Un tribunal d'Istanbul a suspendu mardi les poursuites engagées contre l'éditeur et le traducteur turcs d'un roman érotique du poète français Guillaume Apollinaire, accusés d'avoir publié une oeuvre "sexuellement offensante".

Nouvel épisode d'une saga judiciaire qui mobilise depuis des années les défenseurs de la liberté d'expression en Turquie, le tribunal a précisé que cette suspension ne se transformerait en non-lieu définitif que si les accusés ne commettaient pas d'autre crime pendant trois ans.

La saga judiciaire de l'éditeur Irfan Sanci et le traducteur Ismail Yerguz, qui mobilise les défenseurs de la liberté d'expression dans la Turquie du gouvernement islamo-conservateur, a débuté en 2009 lorsqu'ils ont été poursuivis pour la publication des "exploits d'un jeune Don Juan".

Dans un premier jugement rendu l'année suivante, un tribunal les a acquittés, jugeant que ce récit des premiers émois sexuels d'un adolescent du début du XXe siècle ne constituait pas, comme le soutenait l'accusation, un ouvrage "obscène".

La cour suprême a toutefois annulé ce verdict et ordonné un nouveau procès, considérant que le livre d'Apollinaire n'avait "aucune valeur artistique ou littéraire" et tombait donc sous le coup de la loi turque qui punit la propagation des écrits obscènes, à l'exception des ouvrages scientifiques et littéraires.

La suspension des poursuites annoncée mardi a suscité la colère de l'avocat de l'éditeur qui souhaitait un non-lieu immédiat.

"Ils nous ordonnent de ne pas commettre de crime pendant trois ans. Pour eux, publier un livre est un crime", a déclaré à l'AFP Adem Sakal, qui a menacé de porter l'affaire devant la Cour européenne des droits de l'Homme.

"Cette décision pèse comme une épée de Damoclès au dessus de ma tête", a regretté pour sa part Irfan Sanci.

Des ONG ont dénoncé le jugement du tribunal, estimant qu'il participait de la volonté du gouvernement du Premier ministre Recep Tayyip Erdogan de museler la liberté d'expression en Turquie.

"Des affaires comme celle-là créent une atmosphère d'intimidation", a estimé une responsable de l'Association internationale des éditeurs (AIE), Ola Wallin.

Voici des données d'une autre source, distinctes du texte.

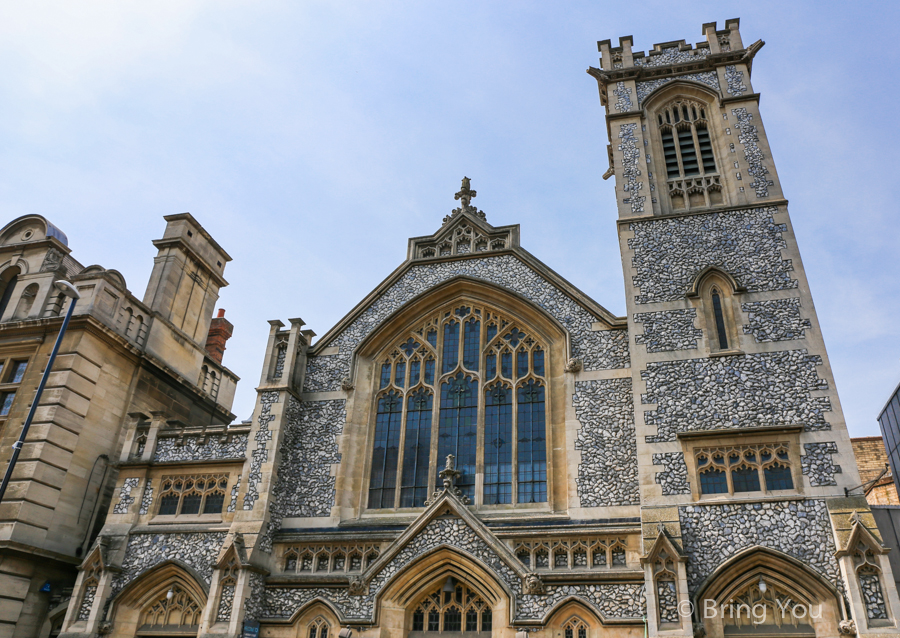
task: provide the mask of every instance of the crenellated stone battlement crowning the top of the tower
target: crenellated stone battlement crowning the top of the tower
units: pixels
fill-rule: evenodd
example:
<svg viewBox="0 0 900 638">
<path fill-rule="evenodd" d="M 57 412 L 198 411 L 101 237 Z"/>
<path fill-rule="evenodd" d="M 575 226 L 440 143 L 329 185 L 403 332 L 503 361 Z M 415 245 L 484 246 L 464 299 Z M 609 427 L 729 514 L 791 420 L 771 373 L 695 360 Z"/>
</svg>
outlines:
<svg viewBox="0 0 900 638">
<path fill-rule="evenodd" d="M 740 18 L 725 21 L 724 29 L 717 29 L 715 22 L 703 25 L 701 33 L 706 40 L 695 45 L 685 40 L 672 40 L 653 45 L 648 52 L 633 51 L 634 36 L 619 38 L 619 46 L 613 47 L 611 40 L 597 42 L 601 54 L 600 65 L 604 71 L 615 71 L 631 67 L 659 67 L 700 62 L 707 56 L 738 53 L 744 50 L 740 33 Z"/>
</svg>

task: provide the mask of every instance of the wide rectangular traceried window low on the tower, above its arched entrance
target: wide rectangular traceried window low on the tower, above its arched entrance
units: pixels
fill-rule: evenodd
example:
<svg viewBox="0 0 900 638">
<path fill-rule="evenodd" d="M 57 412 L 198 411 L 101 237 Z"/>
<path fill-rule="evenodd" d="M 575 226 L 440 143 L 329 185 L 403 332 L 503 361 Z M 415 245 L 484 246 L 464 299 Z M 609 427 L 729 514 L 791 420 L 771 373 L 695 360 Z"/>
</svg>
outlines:
<svg viewBox="0 0 900 638">
<path fill-rule="evenodd" d="M 697 448 L 694 459 L 701 494 L 794 489 L 787 443 Z"/>
</svg>

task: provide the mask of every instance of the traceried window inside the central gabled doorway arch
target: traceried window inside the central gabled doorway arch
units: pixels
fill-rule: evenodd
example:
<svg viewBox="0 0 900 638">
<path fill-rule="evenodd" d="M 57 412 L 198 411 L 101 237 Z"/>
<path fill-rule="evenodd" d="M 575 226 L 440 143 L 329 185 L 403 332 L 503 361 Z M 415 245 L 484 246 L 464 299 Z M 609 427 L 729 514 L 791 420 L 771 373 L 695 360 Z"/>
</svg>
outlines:
<svg viewBox="0 0 900 638">
<path fill-rule="evenodd" d="M 490 606 L 464 583 L 451 581 L 449 586 L 439 586 L 416 605 L 412 614 L 413 631 L 477 633 L 492 628 Z"/>
</svg>

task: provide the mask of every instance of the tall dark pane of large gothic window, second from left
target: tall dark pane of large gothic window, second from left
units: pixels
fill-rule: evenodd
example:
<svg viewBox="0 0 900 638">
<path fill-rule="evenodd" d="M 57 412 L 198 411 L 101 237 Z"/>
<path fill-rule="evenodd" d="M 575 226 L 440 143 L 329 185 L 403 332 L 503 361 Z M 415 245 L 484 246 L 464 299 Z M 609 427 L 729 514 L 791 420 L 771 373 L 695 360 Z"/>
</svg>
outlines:
<svg viewBox="0 0 900 638">
<path fill-rule="evenodd" d="M 421 507 L 428 498 L 432 404 L 432 394 L 425 390 L 419 390 L 407 399 L 400 507 Z"/>
</svg>

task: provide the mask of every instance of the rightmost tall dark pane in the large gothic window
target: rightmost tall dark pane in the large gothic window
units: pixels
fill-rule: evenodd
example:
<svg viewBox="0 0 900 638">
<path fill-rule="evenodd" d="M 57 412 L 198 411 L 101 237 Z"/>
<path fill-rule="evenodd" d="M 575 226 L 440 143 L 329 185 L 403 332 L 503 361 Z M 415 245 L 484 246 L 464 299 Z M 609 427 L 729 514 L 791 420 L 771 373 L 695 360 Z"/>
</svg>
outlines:
<svg viewBox="0 0 900 638">
<path fill-rule="evenodd" d="M 516 419 L 519 503 L 547 501 L 547 442 L 544 387 L 529 381 L 518 391 Z"/>
</svg>

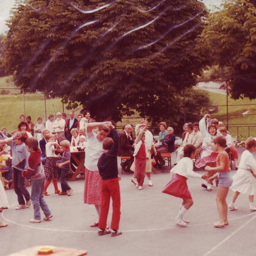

En 1999 déjà, la justice turque avait condamné à une forte amende un autre éditeur turc qui avait publié une autre oeuvre érotique d'Apollinaire, "les onze milles verges", et ordonné la destruction des exemplaires déjà imprimés.

Ce jugement avait valu à la Turquie une condamnation de la Cour européenne des droits de l'Homme en 2010.

L'actuel gouvernement turc, au pouvoir depuis 2002, est fréquemment dénoncé pour des atteintes à la liberté d'expression. La justice turque a ainsi condamné cette année à dix mois de prison avec sursis le pianiste virtuose Fazil Say, coupable d'avoir publié des tweets "offensants" pour la religion musulmane.